Besides the ongoing surplus of Linux fixes continuing to flow in for Linux 7.1, the ioctl drama is the other matter... It pertains to drm_gem_change_handle_ioctl() as a DRM PRIME interface to re-assign GEM handles. This is an interface pursued by AMD engineers as part of their Checkpoint and Restore in User-Space ( [3]CRIU ) initiative. CRIU needs to be able to create or import a buffer object with a specific GEM handle. This interface was devised by AMD engineers last year.
This work was done by AMD to allow freezing a running app/container of ROCm compute workloads and saving its state to be restored later, such as when performing live migration or snapshotting purposes.
Earlier this year with [4]CVE-2026-23149 a security vulnerability was identified to allow user-space to trigger kernel warnings using it. That was attempted to be fixed in January but didn't go as planned.
Following other off-mailing-list discussions due to the security nature of it, Simona Vetter now has attempted to fix the interface a fourth time, ultimately disabling it for the time being. Vetter explained in [5]the patch queued this week for Linux 7.1:
"On-list because the cat is out of the bag and we're clearly not good enough to figure this out in private. The story thus far:
5e28b7b9 ("drm: Set old handle to NULL before prime swap in change_handle") tried to fix a race condition between the gem_close and gem_change_handle ioctls, but got a few things wrong:
- There's a confusion with the local variable handle, which is actually the new handle, and so the two-stage trick was actually applied to the wrong idr slot. 7164d785 ("drm/gem: fix race between change_handle and handle_delete") tried to fix that by adding yet another code block, but forgot to add the error handling.
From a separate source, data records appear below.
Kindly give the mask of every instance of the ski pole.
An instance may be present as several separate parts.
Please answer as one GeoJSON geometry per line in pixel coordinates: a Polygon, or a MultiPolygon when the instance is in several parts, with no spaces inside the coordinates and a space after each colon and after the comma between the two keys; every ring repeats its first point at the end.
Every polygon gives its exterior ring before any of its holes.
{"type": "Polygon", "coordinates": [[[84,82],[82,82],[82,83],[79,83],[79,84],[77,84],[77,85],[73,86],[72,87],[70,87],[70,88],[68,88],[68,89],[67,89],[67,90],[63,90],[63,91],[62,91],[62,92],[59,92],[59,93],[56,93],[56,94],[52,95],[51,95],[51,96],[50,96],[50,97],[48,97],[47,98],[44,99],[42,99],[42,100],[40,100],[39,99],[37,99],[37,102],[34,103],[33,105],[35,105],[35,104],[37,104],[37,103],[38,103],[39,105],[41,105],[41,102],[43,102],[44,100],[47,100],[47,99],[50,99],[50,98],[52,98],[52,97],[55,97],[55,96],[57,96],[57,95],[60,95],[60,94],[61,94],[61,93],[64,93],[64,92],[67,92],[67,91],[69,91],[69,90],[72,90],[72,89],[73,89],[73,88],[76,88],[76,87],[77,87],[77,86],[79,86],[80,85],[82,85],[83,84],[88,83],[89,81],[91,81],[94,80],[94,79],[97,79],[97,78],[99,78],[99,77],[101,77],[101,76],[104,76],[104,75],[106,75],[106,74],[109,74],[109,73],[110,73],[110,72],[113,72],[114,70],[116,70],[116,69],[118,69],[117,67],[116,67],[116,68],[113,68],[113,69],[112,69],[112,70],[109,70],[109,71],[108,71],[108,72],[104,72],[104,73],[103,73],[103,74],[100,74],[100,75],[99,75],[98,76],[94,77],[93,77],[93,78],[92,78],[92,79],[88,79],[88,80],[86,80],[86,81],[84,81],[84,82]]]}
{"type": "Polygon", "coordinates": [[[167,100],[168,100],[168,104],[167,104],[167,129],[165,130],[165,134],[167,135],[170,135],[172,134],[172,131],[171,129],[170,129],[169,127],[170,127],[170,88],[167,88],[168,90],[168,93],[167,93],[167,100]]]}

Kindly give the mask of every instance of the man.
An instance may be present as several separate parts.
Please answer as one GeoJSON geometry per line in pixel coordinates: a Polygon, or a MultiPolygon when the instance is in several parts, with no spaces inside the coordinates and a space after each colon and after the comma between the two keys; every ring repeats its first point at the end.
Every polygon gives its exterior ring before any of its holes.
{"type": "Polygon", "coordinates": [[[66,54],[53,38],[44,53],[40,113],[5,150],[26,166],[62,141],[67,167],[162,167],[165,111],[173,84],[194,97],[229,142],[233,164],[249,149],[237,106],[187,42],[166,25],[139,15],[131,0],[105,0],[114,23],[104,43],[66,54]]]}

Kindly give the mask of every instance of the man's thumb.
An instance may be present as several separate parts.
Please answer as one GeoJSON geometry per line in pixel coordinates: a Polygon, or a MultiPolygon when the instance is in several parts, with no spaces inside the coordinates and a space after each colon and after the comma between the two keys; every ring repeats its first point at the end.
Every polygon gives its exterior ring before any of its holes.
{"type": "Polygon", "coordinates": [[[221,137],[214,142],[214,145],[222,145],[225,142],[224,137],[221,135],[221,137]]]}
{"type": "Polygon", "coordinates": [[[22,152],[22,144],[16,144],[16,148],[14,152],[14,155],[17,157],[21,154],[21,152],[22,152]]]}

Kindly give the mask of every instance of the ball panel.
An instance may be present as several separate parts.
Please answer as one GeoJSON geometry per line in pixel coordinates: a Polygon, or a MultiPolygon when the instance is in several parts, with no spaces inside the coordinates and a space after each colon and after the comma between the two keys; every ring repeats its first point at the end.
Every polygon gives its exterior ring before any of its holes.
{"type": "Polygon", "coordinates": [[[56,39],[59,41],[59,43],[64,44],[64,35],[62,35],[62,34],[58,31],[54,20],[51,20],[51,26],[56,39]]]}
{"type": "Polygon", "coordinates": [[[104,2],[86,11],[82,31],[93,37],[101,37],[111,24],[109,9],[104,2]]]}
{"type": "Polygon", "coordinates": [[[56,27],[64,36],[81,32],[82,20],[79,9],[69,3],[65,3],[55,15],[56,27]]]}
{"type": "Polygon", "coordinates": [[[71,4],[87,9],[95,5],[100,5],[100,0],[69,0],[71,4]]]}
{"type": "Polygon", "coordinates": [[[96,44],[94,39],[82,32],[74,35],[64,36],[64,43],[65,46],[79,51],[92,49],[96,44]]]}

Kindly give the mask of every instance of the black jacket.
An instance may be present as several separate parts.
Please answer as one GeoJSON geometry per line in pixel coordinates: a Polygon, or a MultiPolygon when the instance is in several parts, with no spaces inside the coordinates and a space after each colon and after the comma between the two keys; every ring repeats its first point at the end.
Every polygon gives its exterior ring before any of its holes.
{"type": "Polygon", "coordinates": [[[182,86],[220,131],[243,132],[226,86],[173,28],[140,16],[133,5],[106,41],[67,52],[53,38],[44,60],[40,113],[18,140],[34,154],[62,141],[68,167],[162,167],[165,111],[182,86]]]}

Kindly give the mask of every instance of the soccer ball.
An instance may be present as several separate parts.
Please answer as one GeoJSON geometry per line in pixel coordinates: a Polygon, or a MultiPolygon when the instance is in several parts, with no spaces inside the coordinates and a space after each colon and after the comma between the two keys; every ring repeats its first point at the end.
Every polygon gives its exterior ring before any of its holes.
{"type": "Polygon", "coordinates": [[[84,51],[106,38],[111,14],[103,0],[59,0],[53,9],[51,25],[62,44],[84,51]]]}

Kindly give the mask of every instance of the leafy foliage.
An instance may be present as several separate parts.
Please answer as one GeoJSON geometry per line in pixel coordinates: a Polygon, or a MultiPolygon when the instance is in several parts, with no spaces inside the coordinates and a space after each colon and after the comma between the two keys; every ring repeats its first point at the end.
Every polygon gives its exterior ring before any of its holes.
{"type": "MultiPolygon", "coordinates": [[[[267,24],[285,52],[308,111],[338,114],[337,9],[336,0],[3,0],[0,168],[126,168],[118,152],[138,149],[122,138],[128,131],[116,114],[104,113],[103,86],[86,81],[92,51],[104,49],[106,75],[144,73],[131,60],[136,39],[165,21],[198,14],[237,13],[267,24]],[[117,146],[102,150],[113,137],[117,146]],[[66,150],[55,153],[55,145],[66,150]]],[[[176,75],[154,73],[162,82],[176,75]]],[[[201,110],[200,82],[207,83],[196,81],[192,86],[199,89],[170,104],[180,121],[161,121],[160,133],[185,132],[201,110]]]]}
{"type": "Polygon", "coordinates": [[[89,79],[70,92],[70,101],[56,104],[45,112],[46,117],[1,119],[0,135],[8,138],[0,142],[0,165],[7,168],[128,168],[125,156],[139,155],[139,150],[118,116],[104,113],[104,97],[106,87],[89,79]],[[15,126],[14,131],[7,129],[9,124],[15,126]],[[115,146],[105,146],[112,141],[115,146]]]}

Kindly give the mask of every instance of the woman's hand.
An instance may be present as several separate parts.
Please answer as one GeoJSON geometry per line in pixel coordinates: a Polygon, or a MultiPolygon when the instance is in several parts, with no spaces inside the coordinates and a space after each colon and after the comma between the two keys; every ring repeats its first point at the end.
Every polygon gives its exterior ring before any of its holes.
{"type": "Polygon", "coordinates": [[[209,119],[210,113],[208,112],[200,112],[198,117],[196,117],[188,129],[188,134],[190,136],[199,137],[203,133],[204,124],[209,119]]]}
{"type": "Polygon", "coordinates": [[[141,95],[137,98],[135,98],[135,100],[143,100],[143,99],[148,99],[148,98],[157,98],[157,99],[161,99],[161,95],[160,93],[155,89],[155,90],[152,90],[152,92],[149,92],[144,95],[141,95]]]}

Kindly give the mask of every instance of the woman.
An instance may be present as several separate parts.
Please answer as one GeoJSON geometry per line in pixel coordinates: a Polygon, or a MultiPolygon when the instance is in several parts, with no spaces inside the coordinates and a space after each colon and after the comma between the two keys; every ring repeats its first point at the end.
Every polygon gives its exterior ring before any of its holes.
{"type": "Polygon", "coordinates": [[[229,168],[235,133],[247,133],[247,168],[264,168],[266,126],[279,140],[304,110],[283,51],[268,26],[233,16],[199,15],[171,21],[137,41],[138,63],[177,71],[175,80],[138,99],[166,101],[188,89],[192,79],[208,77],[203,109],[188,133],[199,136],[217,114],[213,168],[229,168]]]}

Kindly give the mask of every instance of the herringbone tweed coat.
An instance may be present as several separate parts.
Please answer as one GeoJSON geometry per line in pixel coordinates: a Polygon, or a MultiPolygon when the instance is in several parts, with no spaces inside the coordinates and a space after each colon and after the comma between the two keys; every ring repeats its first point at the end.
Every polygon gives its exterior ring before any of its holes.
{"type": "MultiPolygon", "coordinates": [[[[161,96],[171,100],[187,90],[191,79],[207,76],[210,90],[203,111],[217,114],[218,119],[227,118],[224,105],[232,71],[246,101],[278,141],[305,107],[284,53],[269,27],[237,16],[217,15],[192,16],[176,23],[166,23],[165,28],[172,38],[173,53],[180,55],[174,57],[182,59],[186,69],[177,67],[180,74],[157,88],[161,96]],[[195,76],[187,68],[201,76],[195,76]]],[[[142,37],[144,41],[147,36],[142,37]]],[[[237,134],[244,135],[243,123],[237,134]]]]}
Which meant we now have two paths, both kinda wrong.
- dc366607 ("drm: Replace old pointer to new idr") tried to apply another fix, but inconsistently, again because of the handle confusion
- this would be the right fix (kinda, somewhat, it's a mess) if we'd do the two-stage approach for the new handle. Except that wasn't the intent of the original fix.
We also didn't have an igt merged for the original ioctl, which is a big no-go. This was attempted to address off-list in the original bugfix, and amd QA people claimed the bug was fixed now. Very clearly that's not the case. Here's my attempt to sort this out:
- Rename the local variable to new_handle, the old aliasing with args->handle is just too dangerously confusing.
- Merge the gem obj lookup with the two-stage idr_replace so that we avoid getting ourselves confused there.
- This means we don't have a surplus temporary reference anymore, only an inherited from the idr. A concurrent gem_close on the new_handle could steal that. Fix that with the same two-stage approach create_tail uses. This is a bit overkill as documented in the comment, but I also don't trust my ability to understand this all correctly, so go with the established pattern we have from other ioctls instead for maximum paranoia.
- Adjust error paths. I've tried to make the error and success paths common, because they are identical except for which handle is removed and on which we call idr_replace to (re)install the object again. But that made things messier to read, so I've left it at the more verbose version, which unfortunately hides the symmetry in the entire code flow a bit.
- While at it, also replace the 7 space indent with 1 tab.
And finally, because I flat out don't trust my abilities here at all anymore:
- Disable the ioctl until we have the igt situation and everything else sorted out on-list and with full consensus.
v2:
Sashiko noticed that I didn't handle the error path for idr_replace correctly, it must be checked with IS_ERR_OR_NULL like in gem_handle_delete. So yeah, definitely should just the existing paths 1:1 because this is endless amounts of tricky."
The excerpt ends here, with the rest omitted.